De todas as artes ditas modernas, o cinema é, provavelmente, aquela que mais consegue aproximar-se da versatilidade da tradição oral africana, onde existe a possibilidade, tal como fazem o Griot ou o ancião, de falar com horizontalidade com e para todos ou, pelo menos, para uma grande maioria. Esta horizontalidade do discurso do cinema permite apresentar, narrar, representar e recriar imaginários e realidades que, mesmo estando longe do país, nos teletransportam para dentro dele e das suas vivências. Dizia Ousmane Sembène que “o cinema é para falar para um africano que vive no estrangeiro como para um agricultor que está na mais recôndita das aldeias do continente africano”. Este jogo de espelho-retrovisor permite manter uma ligação afetiva umbilical com o país de origem. Na diáspora, os filmes condensam o passado no presente e são um refúgio contra o fantasma de desenraizamento. No cinema africano em geral, e no de Manthia Diawara em particular, o exilio, mais do que afastamento territorial, é também encontro e desencontro do presente com a memória e a História. Ver no espelho do presente é espreitar pelo retrovisor do passado em busca de raízes e sentidos da nossa condição diaspórica e a sua ligação com as dinâmicas presentes herdadas dos processos históricos da construção das identidades que confluem na constituição do sujeito político africano. Em “Conakry Kas” e “Bamako Sigi-Kan”, esta busca de reconciliação do presente com a memória e a História é uma metáfora do que sobrou e ainda está por concretizar do sonho pan-africanista. E, por incrível que pareça, o sentimento pan-africanista está mais vivo e tem maior significado na diáspora do que no continente. Ao fim e ao cabo, nesta palestra pretende-se discutir, por um lado, entre outros aspetos que abordam os filmes de Manthia Diawara, como o cinema é para a diáspora uma forma de se olhar a si própria e como a nostalgia no “exílio pode restituir a África” as comunidades diaspóricas, através da reconstrução de imaginários sonhados e/ou vividos. E, por outro lado, como o cinema pode ser um lugar de refúgio face às agruras do exílio, do desenraizamento, muitas vezes do isolamento e como, sobretudo, o retrovisor do tempo que passou e o espelho do presente que nos liga ao passado são a esconjura da distopia que sobreviveu das utopias passadas e por vir.
Filmes:
Conakry Kas (2003, Mali, 82’)
Realizador: Manthia Diawara; Produção: Lydie Diakhaté, Moussa Diakité; Montagem: Harry Kafka, Sikay Tang; Imagem: Arthur Jaffa, Racine Harouna Keita; Som: Jean-Paul Colleyn; Com: Harry Belafonte, Stokely Carmichael, Telivel Diallo, Danny Glover, Kouyaté Sory ‘Douga’ Kandia, entre outros; Legendado em inglês.

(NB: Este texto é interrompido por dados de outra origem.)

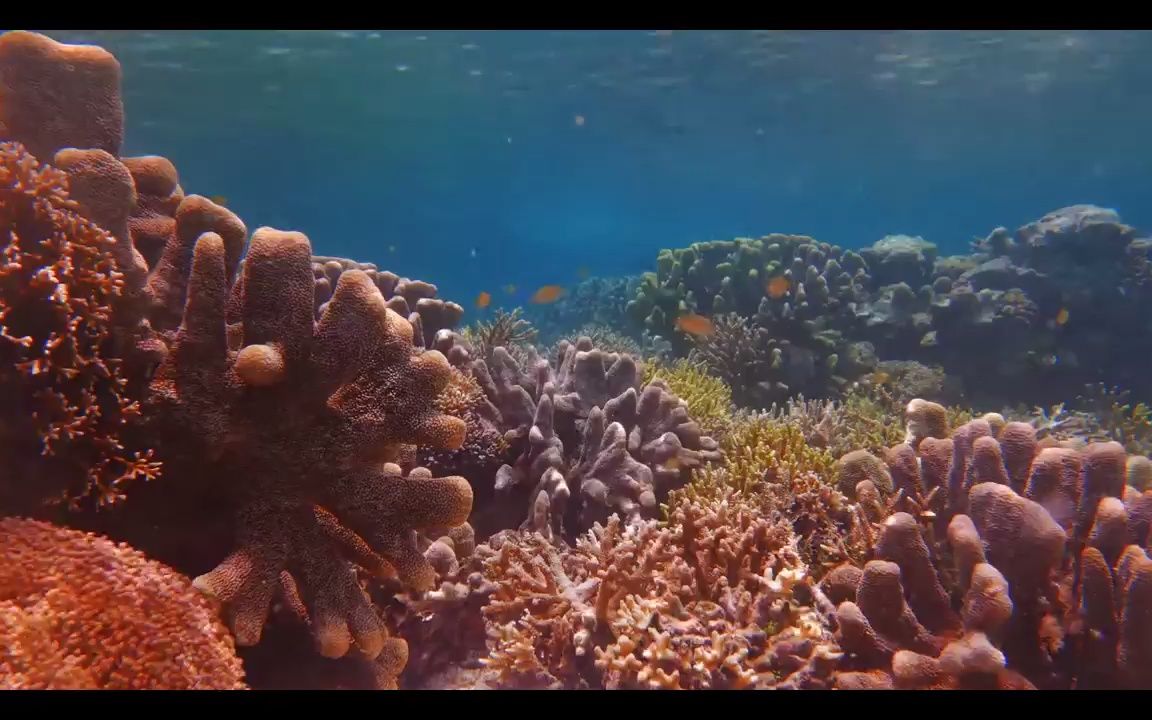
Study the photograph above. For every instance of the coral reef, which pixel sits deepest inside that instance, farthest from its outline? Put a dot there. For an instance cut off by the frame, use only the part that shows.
(67, 408)
(715, 599)
(796, 296)
(414, 300)
(57, 627)
(997, 565)
(506, 330)
(709, 399)
(588, 439)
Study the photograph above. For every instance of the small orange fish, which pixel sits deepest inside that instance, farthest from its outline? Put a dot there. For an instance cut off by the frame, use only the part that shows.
(778, 287)
(695, 325)
(547, 294)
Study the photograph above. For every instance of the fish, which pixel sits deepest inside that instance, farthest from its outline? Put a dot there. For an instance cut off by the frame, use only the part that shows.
(695, 325)
(778, 287)
(547, 294)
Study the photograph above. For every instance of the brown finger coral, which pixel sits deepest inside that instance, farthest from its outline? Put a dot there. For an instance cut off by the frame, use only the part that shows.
(81, 612)
(290, 421)
(66, 407)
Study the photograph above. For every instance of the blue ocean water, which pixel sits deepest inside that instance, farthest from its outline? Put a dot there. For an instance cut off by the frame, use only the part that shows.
(477, 159)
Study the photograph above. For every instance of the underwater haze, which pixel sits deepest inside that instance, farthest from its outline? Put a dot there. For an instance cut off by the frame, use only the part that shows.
(489, 158)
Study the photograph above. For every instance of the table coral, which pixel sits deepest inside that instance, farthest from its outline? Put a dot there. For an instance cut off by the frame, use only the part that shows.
(81, 612)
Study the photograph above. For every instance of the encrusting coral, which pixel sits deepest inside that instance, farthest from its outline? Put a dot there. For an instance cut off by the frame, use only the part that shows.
(715, 599)
(81, 612)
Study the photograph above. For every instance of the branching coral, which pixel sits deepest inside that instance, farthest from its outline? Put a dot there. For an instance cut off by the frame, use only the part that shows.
(586, 430)
(999, 565)
(81, 612)
(709, 398)
(717, 599)
(414, 300)
(66, 406)
(506, 330)
(305, 415)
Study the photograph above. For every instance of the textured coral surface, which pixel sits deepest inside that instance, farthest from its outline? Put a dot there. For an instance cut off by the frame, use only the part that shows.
(81, 612)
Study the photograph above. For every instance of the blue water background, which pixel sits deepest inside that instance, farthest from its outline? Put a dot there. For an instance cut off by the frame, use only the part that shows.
(477, 159)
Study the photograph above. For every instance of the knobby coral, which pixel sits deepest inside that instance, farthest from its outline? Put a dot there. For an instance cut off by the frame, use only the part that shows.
(81, 612)
(305, 414)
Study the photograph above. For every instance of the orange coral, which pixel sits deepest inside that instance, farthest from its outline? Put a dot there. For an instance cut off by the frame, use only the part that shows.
(78, 611)
(55, 96)
(66, 407)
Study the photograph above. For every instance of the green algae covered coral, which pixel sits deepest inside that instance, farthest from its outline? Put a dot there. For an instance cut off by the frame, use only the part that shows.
(709, 398)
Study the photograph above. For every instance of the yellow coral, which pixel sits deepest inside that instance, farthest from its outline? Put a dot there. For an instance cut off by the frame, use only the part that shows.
(709, 398)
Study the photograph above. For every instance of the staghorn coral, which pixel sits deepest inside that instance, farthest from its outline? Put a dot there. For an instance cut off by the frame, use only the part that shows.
(58, 629)
(506, 330)
(715, 599)
(305, 412)
(1021, 573)
(709, 399)
(67, 407)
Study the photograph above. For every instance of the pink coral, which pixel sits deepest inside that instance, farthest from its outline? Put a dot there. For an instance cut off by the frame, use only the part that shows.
(58, 629)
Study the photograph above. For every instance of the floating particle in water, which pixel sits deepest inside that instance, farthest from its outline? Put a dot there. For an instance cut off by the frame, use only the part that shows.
(1036, 83)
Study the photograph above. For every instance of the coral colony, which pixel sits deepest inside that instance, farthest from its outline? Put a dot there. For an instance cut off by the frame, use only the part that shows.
(294, 470)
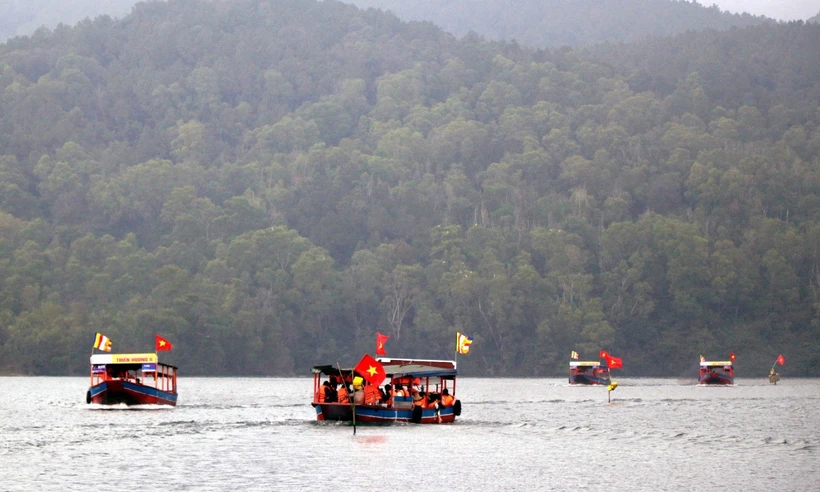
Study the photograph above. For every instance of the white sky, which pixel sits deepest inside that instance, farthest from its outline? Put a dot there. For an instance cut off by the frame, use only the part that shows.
(776, 9)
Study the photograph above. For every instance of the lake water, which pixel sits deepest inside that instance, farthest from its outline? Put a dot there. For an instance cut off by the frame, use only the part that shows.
(513, 434)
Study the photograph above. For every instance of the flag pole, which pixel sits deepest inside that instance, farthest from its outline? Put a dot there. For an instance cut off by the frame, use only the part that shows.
(351, 395)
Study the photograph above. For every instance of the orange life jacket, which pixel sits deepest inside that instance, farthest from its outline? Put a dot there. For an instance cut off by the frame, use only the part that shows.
(343, 398)
(371, 395)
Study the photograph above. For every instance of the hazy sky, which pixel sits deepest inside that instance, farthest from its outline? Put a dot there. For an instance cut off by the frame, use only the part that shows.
(776, 9)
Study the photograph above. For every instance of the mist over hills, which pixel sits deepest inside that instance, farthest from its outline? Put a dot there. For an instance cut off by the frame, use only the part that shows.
(556, 23)
(267, 184)
(23, 17)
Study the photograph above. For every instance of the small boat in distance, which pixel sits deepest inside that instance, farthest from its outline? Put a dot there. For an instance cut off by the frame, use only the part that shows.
(588, 372)
(716, 372)
(132, 379)
(434, 381)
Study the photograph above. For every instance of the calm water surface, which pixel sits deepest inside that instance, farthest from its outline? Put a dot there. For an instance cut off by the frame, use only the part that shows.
(514, 434)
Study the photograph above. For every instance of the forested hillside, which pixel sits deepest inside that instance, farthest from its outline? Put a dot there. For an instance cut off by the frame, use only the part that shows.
(268, 183)
(23, 17)
(556, 23)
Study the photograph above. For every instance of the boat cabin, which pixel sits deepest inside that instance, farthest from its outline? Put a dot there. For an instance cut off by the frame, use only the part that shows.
(432, 380)
(130, 376)
(588, 372)
(716, 372)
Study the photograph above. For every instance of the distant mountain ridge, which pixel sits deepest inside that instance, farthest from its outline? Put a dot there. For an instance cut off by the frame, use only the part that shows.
(23, 17)
(555, 23)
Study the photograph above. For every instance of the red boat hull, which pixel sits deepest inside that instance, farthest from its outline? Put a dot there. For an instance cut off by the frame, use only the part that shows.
(115, 392)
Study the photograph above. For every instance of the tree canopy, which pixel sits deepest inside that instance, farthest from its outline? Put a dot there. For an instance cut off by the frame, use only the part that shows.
(556, 23)
(268, 183)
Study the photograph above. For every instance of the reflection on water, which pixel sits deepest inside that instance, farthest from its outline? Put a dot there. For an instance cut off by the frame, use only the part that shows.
(514, 434)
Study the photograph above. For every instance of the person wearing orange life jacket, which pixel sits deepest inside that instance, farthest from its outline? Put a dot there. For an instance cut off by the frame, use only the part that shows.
(358, 390)
(446, 398)
(372, 395)
(397, 390)
(387, 395)
(343, 394)
(321, 395)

Em 2003, Manthia Diawara visitou a Guiné-Conacri para ver o que restava dos artistas e intelectuais da Revolução Cultural guineense e como é que os cidadãos de Conacri estavam a lidar com a globalização. O filme lança um olhar nostálgico sobre o pan-africanismo da década de 1960 e pergunta-se sobre qual é a utopia da juventude guineense de hoje.
Bamako Sigi-Kan (2002, Mali, 76’)
Realizador: Manthia Diawara; Produção: Lydie Diakhaté, K’a Yéléma Productions; Montagem: France Langlois; Imagem: Arthur Jaffa; Som: Magatte Salla; Com: Jules Allen, Malick Sidibé, Ali Farka Touré, Aminata Traoré, entre outros; Legendado em inglês.

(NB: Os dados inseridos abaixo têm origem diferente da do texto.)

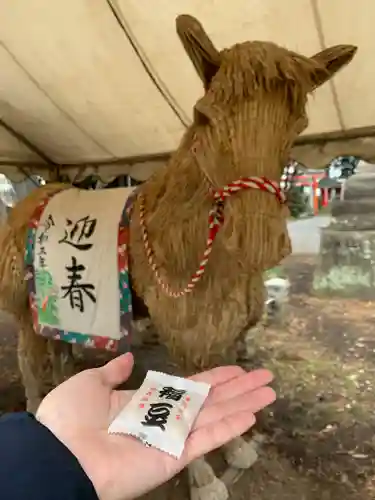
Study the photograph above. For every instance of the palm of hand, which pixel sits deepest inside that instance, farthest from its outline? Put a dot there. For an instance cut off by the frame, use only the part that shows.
(80, 410)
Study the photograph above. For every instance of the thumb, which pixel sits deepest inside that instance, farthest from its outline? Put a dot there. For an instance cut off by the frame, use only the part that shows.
(118, 370)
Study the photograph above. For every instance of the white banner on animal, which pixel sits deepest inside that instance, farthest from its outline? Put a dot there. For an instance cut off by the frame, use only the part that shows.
(76, 245)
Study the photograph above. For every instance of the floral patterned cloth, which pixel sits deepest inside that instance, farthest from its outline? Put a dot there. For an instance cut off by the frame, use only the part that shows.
(125, 298)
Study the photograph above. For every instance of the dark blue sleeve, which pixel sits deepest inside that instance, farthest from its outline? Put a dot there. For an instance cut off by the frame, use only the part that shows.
(35, 465)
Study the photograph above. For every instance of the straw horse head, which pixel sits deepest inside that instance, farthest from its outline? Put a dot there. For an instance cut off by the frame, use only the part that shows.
(252, 110)
(205, 227)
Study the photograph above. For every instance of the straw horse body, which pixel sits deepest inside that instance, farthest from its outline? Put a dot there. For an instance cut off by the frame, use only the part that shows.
(252, 110)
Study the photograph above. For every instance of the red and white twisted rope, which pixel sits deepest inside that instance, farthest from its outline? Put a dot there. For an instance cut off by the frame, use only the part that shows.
(215, 221)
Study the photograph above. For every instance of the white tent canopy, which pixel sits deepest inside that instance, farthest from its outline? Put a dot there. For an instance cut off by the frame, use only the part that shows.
(105, 86)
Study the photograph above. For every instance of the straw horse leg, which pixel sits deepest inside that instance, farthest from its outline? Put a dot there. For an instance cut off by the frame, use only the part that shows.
(33, 358)
(204, 329)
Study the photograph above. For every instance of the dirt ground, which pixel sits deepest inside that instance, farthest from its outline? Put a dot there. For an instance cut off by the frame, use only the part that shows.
(320, 434)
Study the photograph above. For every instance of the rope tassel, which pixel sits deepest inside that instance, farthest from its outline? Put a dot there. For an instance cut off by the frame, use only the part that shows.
(215, 222)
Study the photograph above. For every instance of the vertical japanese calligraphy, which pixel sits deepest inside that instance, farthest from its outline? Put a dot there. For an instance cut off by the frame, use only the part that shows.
(77, 235)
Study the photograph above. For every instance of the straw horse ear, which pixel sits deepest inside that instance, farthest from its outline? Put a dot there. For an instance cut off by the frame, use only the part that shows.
(331, 60)
(198, 46)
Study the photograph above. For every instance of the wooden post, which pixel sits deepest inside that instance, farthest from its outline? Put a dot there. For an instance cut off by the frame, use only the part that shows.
(314, 187)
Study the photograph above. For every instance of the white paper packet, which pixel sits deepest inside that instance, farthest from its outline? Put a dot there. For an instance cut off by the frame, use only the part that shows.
(162, 412)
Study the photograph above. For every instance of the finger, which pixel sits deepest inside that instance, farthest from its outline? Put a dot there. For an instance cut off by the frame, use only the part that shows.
(118, 370)
(218, 375)
(211, 437)
(236, 386)
(252, 402)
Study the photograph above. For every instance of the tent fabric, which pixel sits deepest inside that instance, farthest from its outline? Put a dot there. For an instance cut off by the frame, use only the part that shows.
(104, 86)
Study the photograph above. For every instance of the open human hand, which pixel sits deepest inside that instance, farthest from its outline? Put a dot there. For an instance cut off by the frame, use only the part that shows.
(80, 410)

Situado em Bamako, capital do Mali, este documentário não convencional conta a história do retorno de Manthia Diawara à sua cidade natal. O realizador fica surpreendido ao constatar que os seus amigos de infância têm opiniões diferentes, muitas vezes contraditórias das dele, sobre a globalização. Este documentário oferece uma nova perspetiva da cidade africana moderna e discute como se enraíza a democracia no Mali.